Kuir Kıbrıs Derneği, 1 Aralık Dünya AİDS Günü nedeniyle yayınladığı yazılı açıklamada HİV ile ilgili korku ve nefret politikaları üzerinden yapılan düzenlemeler ve söylemlere dikkat çekerek HİV ile yaşamanın AİDS olmak anlamına gelmediği vurgulandı.
Açıklamanın tamamı şöyle:
1988’de 1 Aralık Dünya AİDS Günü olarak belirlenmiştir ve bu gün HİV enfeksiyonun yol açtığı AİDS hakkında farkındalık yaratılmakta ve AİDS’den kaynaklı komplikasyonlardan hayatını kaybedenlerin yası tutulmaktadır.

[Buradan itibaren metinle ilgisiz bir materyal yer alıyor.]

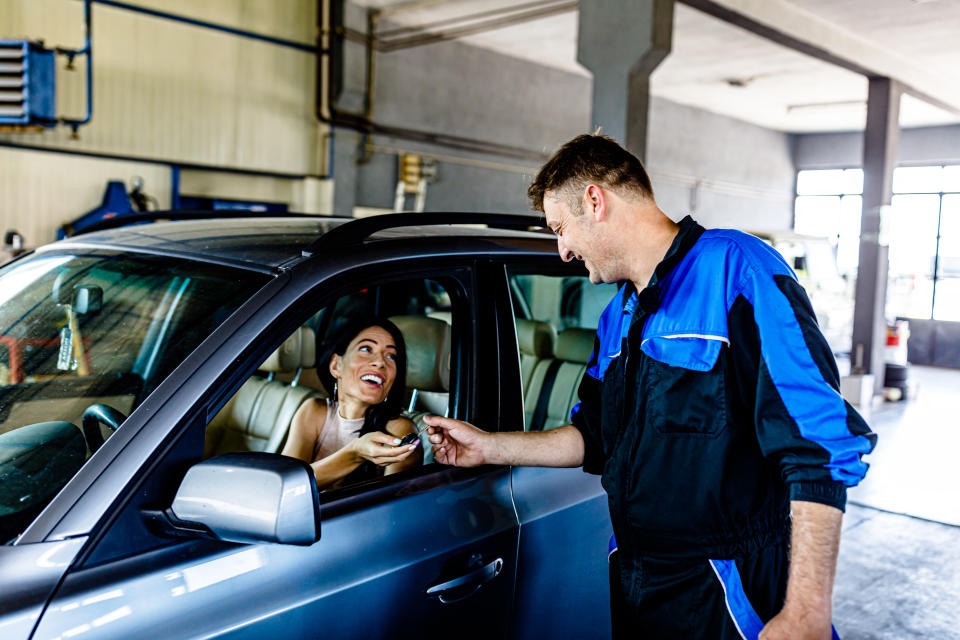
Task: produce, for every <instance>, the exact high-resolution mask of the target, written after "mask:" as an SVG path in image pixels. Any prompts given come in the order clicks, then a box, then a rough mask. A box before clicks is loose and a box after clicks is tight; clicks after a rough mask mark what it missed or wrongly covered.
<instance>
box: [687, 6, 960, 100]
mask: <svg viewBox="0 0 960 640" xmlns="http://www.w3.org/2000/svg"><path fill="white" fill-rule="evenodd" d="M677 1H678V2H682V3H683V4H686V5H688V6H690V7H693V8H694V9H698V10H700V11H703V12H704V13H706V14H709V15H712V16H714V17H715V18H719V19H720V20H723V21H724V22H729V23H730V24H733V25H736V26H738V27H741V28H743V29H746V30H747V31H750V32H752V33H755V34H757V35H759V36H762V37H764V38H767V39H769V40H772V41H773V42H776V43H777V44H781V45H783V46H785V47H787V48H790V49H793V50H795V51H799V52H800V53H804V54H807V55H809V56H812V57H814V58H818V59H820V60H823V61H824V62H829V63H831V64H835V65H837V66H839V67H842V68H844V69H847V70H849V71H853V72H854V73H859V74H861V75H865V76H867V77H868V78H874V77H882V78H890V79H891V80H895V81H897V83H898V84H899V85H900V86H901V88H902V90H903V92H905V93H909V94H910V95H912V96H915V97H917V98H919V99H921V100H923V101H925V102H929V103H930V104H932V105H934V106H937V107H939V108H941V109H944V110H946V111H949V112H951V113H960V76H956V77H955V78H953V79H952V80H951V79H948V78H945V77H944V75H943V74H942V73H935V72H931V71H930V70H929V69H927V68H926V67H925V66H922V65H919V64H917V63H916V62H914V61H913V60H911V59H910V58H909V57H907V56H902V55H898V54H897V53H895V52H894V51H892V50H891V49H890V48H889V47H885V46H884V45H883V44H882V43H878V42H875V41H873V40H870V39H868V38H864V37H863V36H862V35H860V34H858V33H856V32H854V31H851V30H849V29H844V28H843V27H838V26H837V25H836V24H834V23H832V22H828V21H826V20H824V19H823V18H821V17H820V16H818V15H817V14H815V13H813V12H811V11H807V10H805V9H802V8H800V7H798V6H796V5H795V4H793V3H791V2H787V1H786V0H677Z"/></svg>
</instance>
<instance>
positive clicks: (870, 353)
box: [851, 78, 901, 391]
mask: <svg viewBox="0 0 960 640" xmlns="http://www.w3.org/2000/svg"><path fill="white" fill-rule="evenodd" d="M900 93H901V87H900V85H899V83H897V82H896V81H895V80H891V79H889V78H870V87H869V93H868V97H867V128H866V130H865V131H864V135H863V215H862V217H861V218H860V265H859V267H858V268H857V292H856V304H855V306H854V313H853V353H851V358H852V364H853V372H854V373H872V374H873V375H874V381H875V390H876V391H879V390H880V389H881V388H882V386H883V371H884V358H883V355H884V354H883V350H884V348H885V347H886V343H887V341H886V322H885V317H884V311H885V306H886V300H887V273H888V262H887V250H888V248H887V246H886V245H885V244H881V237H880V222H881V214H882V213H883V211H884V210H885V209H886V208H887V207H889V206H890V199H891V197H892V196H893V169H894V167H895V166H896V164H897V153H898V151H899V147H900V125H899V122H898V120H899V117H900Z"/></svg>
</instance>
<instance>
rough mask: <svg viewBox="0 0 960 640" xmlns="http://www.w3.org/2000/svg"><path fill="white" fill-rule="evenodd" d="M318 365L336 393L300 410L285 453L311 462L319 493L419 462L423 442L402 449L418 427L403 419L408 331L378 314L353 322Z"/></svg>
mask: <svg viewBox="0 0 960 640" xmlns="http://www.w3.org/2000/svg"><path fill="white" fill-rule="evenodd" d="M317 365H318V366H317V372H318V374H320V376H321V378H322V379H323V383H324V386H325V387H327V390H328V391H330V392H331V395H330V397H329V398H327V399H326V400H319V399H311V400H308V401H307V402H305V403H303V405H301V406H300V408H299V409H298V410H297V413H296V414H295V415H294V417H293V423H292V424H291V426H290V435H289V437H288V438H287V443H286V445H285V446H284V447H283V454H284V455H287V456H291V457H294V458H298V459H300V460H303V461H304V462H308V463H310V466H311V467H313V473H314V476H315V477H316V479H317V486H318V487H319V488H320V489H331V488H334V487H337V486H340V485H342V484H348V483H351V482H357V481H360V480H365V479H368V478H374V477H377V476H379V475H385V474H386V475H388V474H392V473H397V472H399V471H403V470H404V469H408V468H411V467H414V466H416V465H418V464H419V463H420V459H421V454H420V453H419V451H417V449H418V445H419V440H418V439H415V440H414V441H413V443H412V444H409V445H406V444H405V445H402V446H401V445H400V441H401V439H402V438H403V437H404V436H406V435H408V434H410V433H414V425H413V422H411V421H410V420H408V419H407V418H404V417H402V416H401V415H400V412H401V410H402V403H403V394H404V391H405V386H406V384H405V381H406V368H407V357H406V348H405V346H404V342H403V334H402V333H400V330H399V329H398V328H397V327H396V326H395V325H394V324H393V323H392V322H390V321H389V320H386V319H383V318H374V317H368V318H360V319H356V320H352V321H351V322H348V323H347V324H346V326H344V327H343V328H342V329H341V330H340V331H339V332H338V333H337V336H336V338H335V339H334V341H333V343H332V344H331V345H330V347H329V349H328V350H327V355H326V356H325V357H323V358H321V359H319V360H318V361H317ZM324 365H326V370H325V369H324Z"/></svg>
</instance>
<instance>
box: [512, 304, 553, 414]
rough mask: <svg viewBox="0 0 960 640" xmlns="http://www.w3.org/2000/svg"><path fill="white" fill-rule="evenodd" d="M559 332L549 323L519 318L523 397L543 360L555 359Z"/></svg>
mask: <svg viewBox="0 0 960 640" xmlns="http://www.w3.org/2000/svg"><path fill="white" fill-rule="evenodd" d="M556 341H557V330H556V329H554V328H553V325H552V324H550V323H549V322H542V321H540V320H525V319H523V318H517V345H518V346H519V347H520V378H521V380H522V381H523V397H524V398H526V397H527V389H529V387H530V380H531V378H533V371H534V369H536V368H537V363H539V362H540V361H541V360H548V359H550V358H553V348H554V344H555V343H556Z"/></svg>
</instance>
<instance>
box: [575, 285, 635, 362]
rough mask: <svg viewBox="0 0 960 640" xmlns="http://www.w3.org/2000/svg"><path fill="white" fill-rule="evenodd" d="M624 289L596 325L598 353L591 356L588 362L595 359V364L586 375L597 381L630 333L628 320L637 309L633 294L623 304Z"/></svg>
mask: <svg viewBox="0 0 960 640" xmlns="http://www.w3.org/2000/svg"><path fill="white" fill-rule="evenodd" d="M626 288H627V285H623V286H622V287H620V288H619V289H618V290H617V293H616V295H614V296H613V299H612V300H610V302H609V303H608V304H607V307H606V309H604V310H603V313H602V314H600V321H599V324H598V325H597V340H598V341H599V343H600V353H593V354H591V356H590V360H589V362H593V361H594V359H595V360H596V363H595V364H594V365H593V366H591V367H589V368H588V369H587V373H588V374H589V375H590V376H591V377H593V378H595V379H597V380H603V374H604V373H606V371H607V367H609V366H610V363H611V362H613V361H614V360H616V359H617V357H619V356H620V347H621V344H622V343H623V339H624V338H626V337H627V333H628V332H629V331H630V318H631V317H633V311H634V310H635V309H636V308H637V293H636V292H634V293H633V294H632V295H631V296H630V298H629V299H628V300H627V302H626V304H624V303H623V292H624V290H625V289H626Z"/></svg>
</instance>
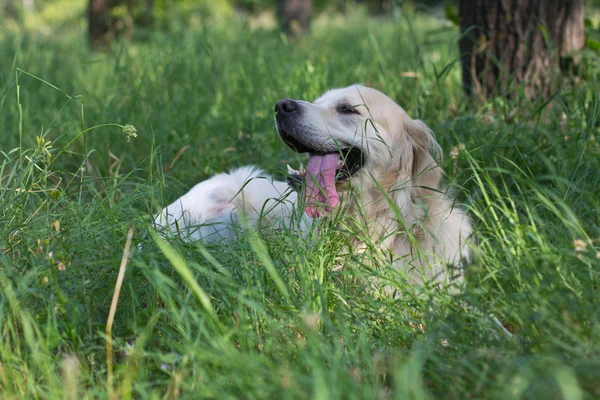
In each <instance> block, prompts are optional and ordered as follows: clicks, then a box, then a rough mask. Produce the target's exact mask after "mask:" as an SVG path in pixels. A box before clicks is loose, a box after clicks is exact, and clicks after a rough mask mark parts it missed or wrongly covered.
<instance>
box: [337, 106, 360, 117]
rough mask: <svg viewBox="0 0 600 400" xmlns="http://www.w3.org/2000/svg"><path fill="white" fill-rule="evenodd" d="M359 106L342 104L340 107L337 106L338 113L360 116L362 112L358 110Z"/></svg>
mask: <svg viewBox="0 0 600 400" xmlns="http://www.w3.org/2000/svg"><path fill="white" fill-rule="evenodd" d="M357 107H358V106H351V105H350V104H340V105H339V106H337V112H339V113H340V114H358V115H360V112H359V111H358V110H357Z"/></svg>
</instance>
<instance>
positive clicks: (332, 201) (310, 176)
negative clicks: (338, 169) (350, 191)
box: [305, 153, 340, 218]
mask: <svg viewBox="0 0 600 400" xmlns="http://www.w3.org/2000/svg"><path fill="white" fill-rule="evenodd" d="M339 160H340V155H339V154H337V153H330V154H324V155H317V154H314V155H311V156H310V158H309V159H308V165H307V166H306V198H305V200H306V213H307V214H308V216H309V217H311V218H316V217H321V216H323V215H325V213H324V212H323V211H322V210H321V209H319V208H318V207H319V206H321V205H323V204H324V205H325V211H326V212H329V211H331V209H332V208H333V207H335V206H336V205H338V203H339V202H340V198H339V196H338V194H337V191H336V190H335V171H336V169H337V166H338V162H339Z"/></svg>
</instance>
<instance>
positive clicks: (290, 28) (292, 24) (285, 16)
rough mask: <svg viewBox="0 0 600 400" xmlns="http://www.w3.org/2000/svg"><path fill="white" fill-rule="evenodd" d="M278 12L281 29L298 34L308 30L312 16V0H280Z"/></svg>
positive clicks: (278, 5)
mask: <svg viewBox="0 0 600 400" xmlns="http://www.w3.org/2000/svg"><path fill="white" fill-rule="evenodd" d="M277 12H278V15H279V21H280V24H281V29H282V30H283V31H284V32H285V33H287V34H288V35H292V36H296V35H299V34H302V33H305V32H306V31H308V29H309V27H310V19H311V17H312V13H313V9H312V0H279V3H278V7H277Z"/></svg>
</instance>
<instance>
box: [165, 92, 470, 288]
mask: <svg viewBox="0 0 600 400" xmlns="http://www.w3.org/2000/svg"><path fill="white" fill-rule="evenodd" d="M275 124H276V127H277V131H278V133H279V136H280V137H281V139H282V140H283V142H284V143H285V144H286V145H287V146H288V147H290V148H291V149H292V150H294V151H296V152H298V153H307V154H308V155H309V159H308V163H307V165H306V168H305V169H301V170H293V169H291V168H289V167H288V168H289V173H290V177H289V178H288V182H287V183H286V182H278V181H273V180H272V179H271V178H270V177H269V176H267V175H265V174H263V172H262V171H261V170H260V169H257V168H254V167H243V168H240V169H237V170H234V171H232V172H230V173H223V174H219V175H216V176H214V177H212V178H211V179H208V180H206V181H204V182H201V183H199V184H198V185H196V186H195V187H194V188H192V189H191V190H190V191H189V192H188V193H187V194H185V195H183V196H182V197H181V198H179V199H177V200H176V201H175V202H174V203H172V204H171V205H169V206H168V207H166V208H164V209H163V210H162V212H161V213H160V214H159V215H158V216H157V217H156V219H155V222H156V224H157V225H158V226H160V227H163V228H166V229H168V230H171V231H172V232H175V233H179V234H180V235H181V236H182V237H183V238H184V239H185V240H198V239H202V240H210V241H213V240H220V239H224V240H234V239H235V237H236V232H238V229H237V228H236V225H239V224H240V222H241V221H245V222H244V224H248V225H250V226H252V227H254V228H263V227H269V228H275V229H277V228H283V229H290V227H292V228H293V229H297V230H300V231H304V230H306V229H308V228H309V227H310V225H311V224H313V223H314V222H315V221H316V220H318V219H323V218H333V216H334V215H335V216H338V217H339V216H340V215H342V216H347V217H348V218H350V219H351V221H352V225H353V227H354V230H352V231H353V232H356V234H355V237H354V239H353V242H355V246H353V248H354V249H355V250H356V251H365V250H366V249H367V248H372V247H371V246H372V245H373V244H375V245H376V246H377V247H378V248H379V249H382V250H383V251H389V252H391V254H393V255H394V264H393V265H394V266H396V267H397V268H401V269H403V270H404V271H406V272H407V274H408V276H410V277H411V278H414V279H415V281H417V282H421V283H423V282H425V281H434V282H436V283H440V284H446V283H449V282H451V281H454V282H457V281H458V282H460V281H461V280H462V272H461V268H460V266H461V265H462V264H464V263H465V262H467V261H468V260H469V257H470V249H469V245H468V244H469V243H468V239H469V236H470V234H471V225H470V222H469V219H468V217H467V216H466V215H465V214H464V212H463V211H462V210H460V209H459V208H458V207H456V206H455V205H454V203H453V200H452V199H451V198H450V197H449V196H448V195H446V194H445V193H444V192H442V191H441V189H440V184H441V180H442V170H441V168H440V166H439V165H438V162H437V157H439V155H440V153H441V151H440V147H439V145H438V143H437V142H436V141H435V138H434V136H433V134H432V132H431V131H430V130H429V129H428V128H427V126H426V125H425V124H424V123H423V122H422V121H420V120H414V119H412V118H410V117H409V116H408V115H407V114H406V112H405V111H404V110H403V109H402V108H401V107H400V106H399V105H397V104H396V103H395V102H394V101H393V100H391V99H390V98H389V97H387V96H386V95H384V94H383V93H381V92H379V91H377V90H375V89H371V88H367V87H363V86H359V85H354V86H350V87H347V88H343V89H335V90H330V91H328V92H326V93H325V94H323V95H322V96H321V97H320V98H318V99H317V100H316V101H314V102H313V103H310V102H307V101H303V100H290V99H286V100H281V101H279V102H278V103H277V104H276V105H275ZM291 188H294V189H296V190H292V189H291ZM298 210H300V211H299V212H298ZM299 214H300V215H301V217H300V218H296V216H298V215H299ZM294 221H295V222H294ZM365 238H368V240H365ZM367 242H369V243H367ZM453 267H455V268H453Z"/></svg>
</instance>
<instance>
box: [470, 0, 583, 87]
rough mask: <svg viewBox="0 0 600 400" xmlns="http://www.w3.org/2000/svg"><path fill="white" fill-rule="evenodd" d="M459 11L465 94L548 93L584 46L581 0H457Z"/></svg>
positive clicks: (555, 85)
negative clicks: (574, 52) (562, 72)
mask: <svg viewBox="0 0 600 400" xmlns="http://www.w3.org/2000/svg"><path fill="white" fill-rule="evenodd" d="M459 15H460V26H461V31H462V33H463V36H462V38H461V39H460V42H459V48H460V52H461V64H462V77H463V86H464V89H465V91H466V92H467V93H468V94H471V93H474V94H480V95H483V96H486V97H491V96H494V95H498V94H500V95H504V96H509V97H510V96H511V95H513V94H514V90H515V89H516V88H517V87H518V86H519V85H521V84H522V85H523V86H524V88H525V94H526V95H527V96H528V97H529V98H532V97H535V96H543V97H546V96H548V95H549V93H550V92H551V91H552V90H553V89H554V88H555V87H556V86H557V85H558V82H559V80H558V79H556V78H557V77H558V68H559V66H563V67H565V66H567V64H569V65H573V63H575V62H576V59H575V58H573V54H572V53H573V52H575V51H577V50H580V49H582V48H583V46H584V39H585V38H584V14H583V0H459Z"/></svg>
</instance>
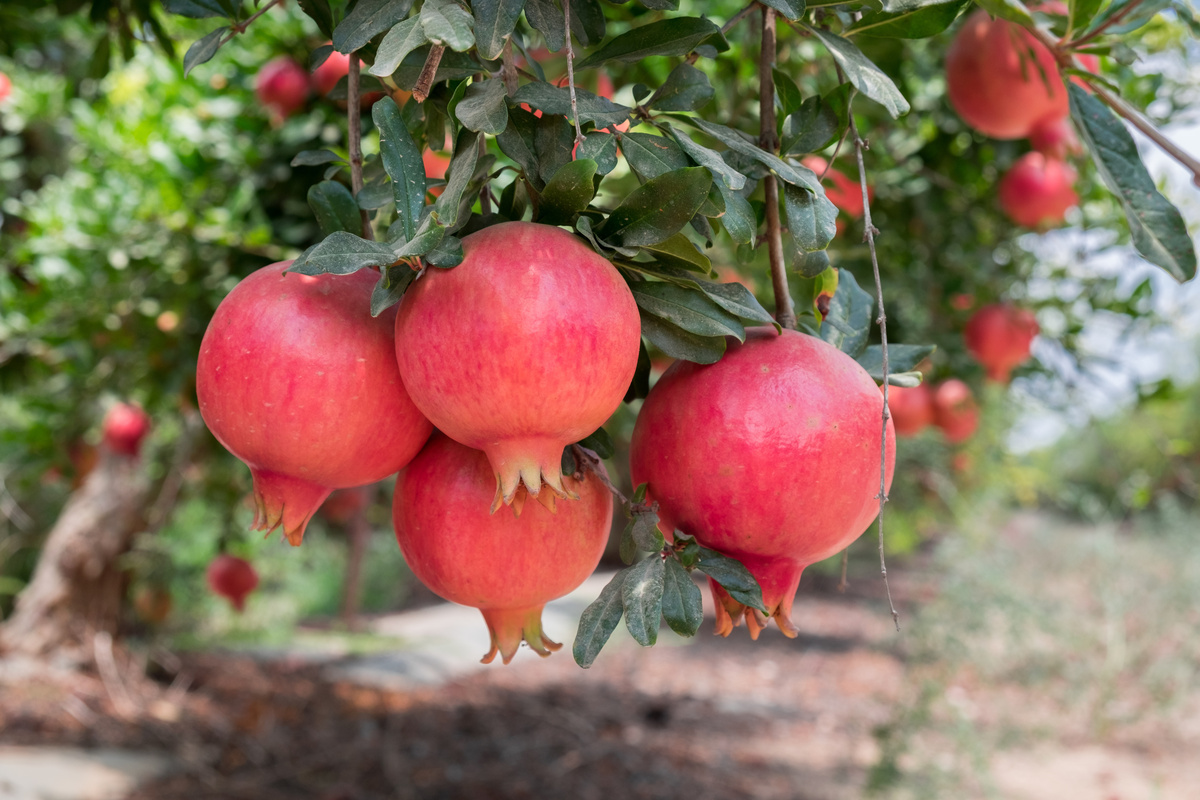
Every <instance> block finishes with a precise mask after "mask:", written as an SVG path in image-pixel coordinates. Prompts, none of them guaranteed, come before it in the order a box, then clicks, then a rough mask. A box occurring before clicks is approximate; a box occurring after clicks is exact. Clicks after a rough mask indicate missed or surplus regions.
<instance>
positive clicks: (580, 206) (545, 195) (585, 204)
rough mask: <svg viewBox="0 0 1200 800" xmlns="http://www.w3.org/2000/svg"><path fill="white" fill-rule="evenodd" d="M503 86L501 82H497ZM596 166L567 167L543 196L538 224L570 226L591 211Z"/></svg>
mask: <svg viewBox="0 0 1200 800" xmlns="http://www.w3.org/2000/svg"><path fill="white" fill-rule="evenodd" d="M497 83H499V82H497ZM595 174H596V162H594V161H592V160H589V158H580V160H578V161H570V162H568V163H565V164H563V167H562V168H559V170H558V172H557V173H554V176H553V178H551V179H550V182H548V184H546V191H544V192H542V193H541V206H539V210H538V222H541V223H545V224H547V225H565V224H570V223H571V219H574V218H575V215H576V213H578V212H580V211H583V210H584V209H586V207H588V204H589V203H592V198H593V197H594V196H595V184H593V181H592V179H593V178H595Z"/></svg>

1969 yılında Stonewall ayaklanmaları ile ivme kazanan LGBTİ+ mücadelesi 80’li yıllarda AİDS (Edinilmiş Bağışıklık Eksikliği Sendromu – Acquired Immunodeficiency Syndrome) ile farklı bir boyut kazanmaya başladı. Yapılan ayrımcılık ve ön yargılar artık sadece politik, ekonomik ve fiziksel şiddettin ötesine geçerek ölümle sonuçlanan bir döngü içerisine girdi. AİDS tanısının ilk çıktığı dönemlerde bir ‘eşcinsel hastalığı’, ‘tanrının gazabı’ olarak adlandırması nedeni ile milyonlarca insanın ölmesine göz yumuldu ve uzunca bir süre devlet politikalarınca bir korku mekanizması olarak kullanıldı. Bu nedenden ötürü dünyanın birçok yerinde LGBTİ+ aktivistler ayaklanmalara başladı. Birçok bilinçlendirme kampanyaları, politik savunuculuk ve sokak aktivizmi, protestoları ile devletlerin bu sorunu görmezden gelemeyeceğini ve AİDS’in bir ‘eşcinsel hastalığı’ olmadığını göstermeye başladı. HİV (İnsanBağışıklık Yetmezlik Virüsü – Human Immunodeficiency Virus) dil, din, ırk, cinsiyet, cinsel yönelim ve cinsiyet kimliği dinlemeksizin herkesi etkileyen bir virüstür. Fakat etrafındaki sosyal damgalamalar ve ön yargılar nedeni ile yıllarca HİV hakkında doğru olmayan bilgiler yaygınlaştırıldı ve toplumlar üzerinde çok kötü sonuçlara sebep olabilecek nefret politikaları güdüldü. Kuir Kıbrıs olarak AİDS ve HİV mücadelesinin Kuir mücadele ile kesiştiğini biliyor ve bu yüzden kesişimsel mücadelemiz içerisinde bu alana da yer veriyoruz.
Günümüzde HİV ile yaşamak günde bir hap alınarak kontrol altına alına bilinebilecek, tedavi süreci boyunca vücutta HİV belirlenemeyecek seviyeye düşürülebilecek ve bu da virüsün cinsel yolla bulaştırılamayacağı bir durumdur. Bu nedenle hala korku ve nefret politikaları üzerinden yapılan düzenlemeler ve söylemler kabul edilemez. HİV ile yaşamak AİDS olmak değildir. Bu gibi politikalar Kıbrıs’ın kuzey kesiminde HİV ile yaşayan kişilerin birçok çalışma alanına girmesini engellemekte, vatandaş olmayan ve burada yaşayanların sınır dışı edilmesine sebep olmak ile birlikte yaratılan korku politikaları nedeni ile bu bireylerin sosyal yaşamlarına karşı yapılan bir saldırıdan başka bir şey değildir. Günümüzde birçok insan sosyal baskılar ve korkutma politikaları nedeni ile test olmamakta ve dolayısı ile tedavi olamamaktadır. Ülkemizde HİV ilaçlarının eksikliği üzerinden sıkıntı yaşanmaktadır. Bu doğrultuda gerekli mecralardan taleplerimiz şu şekildedir;
• HİV farkındalığı üzerine korkutma politikalarından bağımsız bilgilendirici kampanyaları,
• İş piyasana erişimi engelleyen ve HİV ile yaşayan yabancıların sınır dışı edilmesini öngören yasal düzenlemelerin ivedilikle değiştirilmesi ,
• Sağlık bütçesinin yetersizliği ve sağlık hizmetlerine erişimin önündeki ayrımcı uygulamalar sebebiyle sağlık hakkına erişimin engellenmesi uygulama ve politikaların son bulması,
• Okullarda müfredata cinsel sağlık üzerine olan konuların eklenmesi ve bunun LGBTİ+ kapsayıcı olması,
• Korunma araçlarının ücretsiz yararlanılabilir hale getirilerek cinsel yolla bulaşıcı hastalıklara karşı kurumaların erişiminin arttırılması.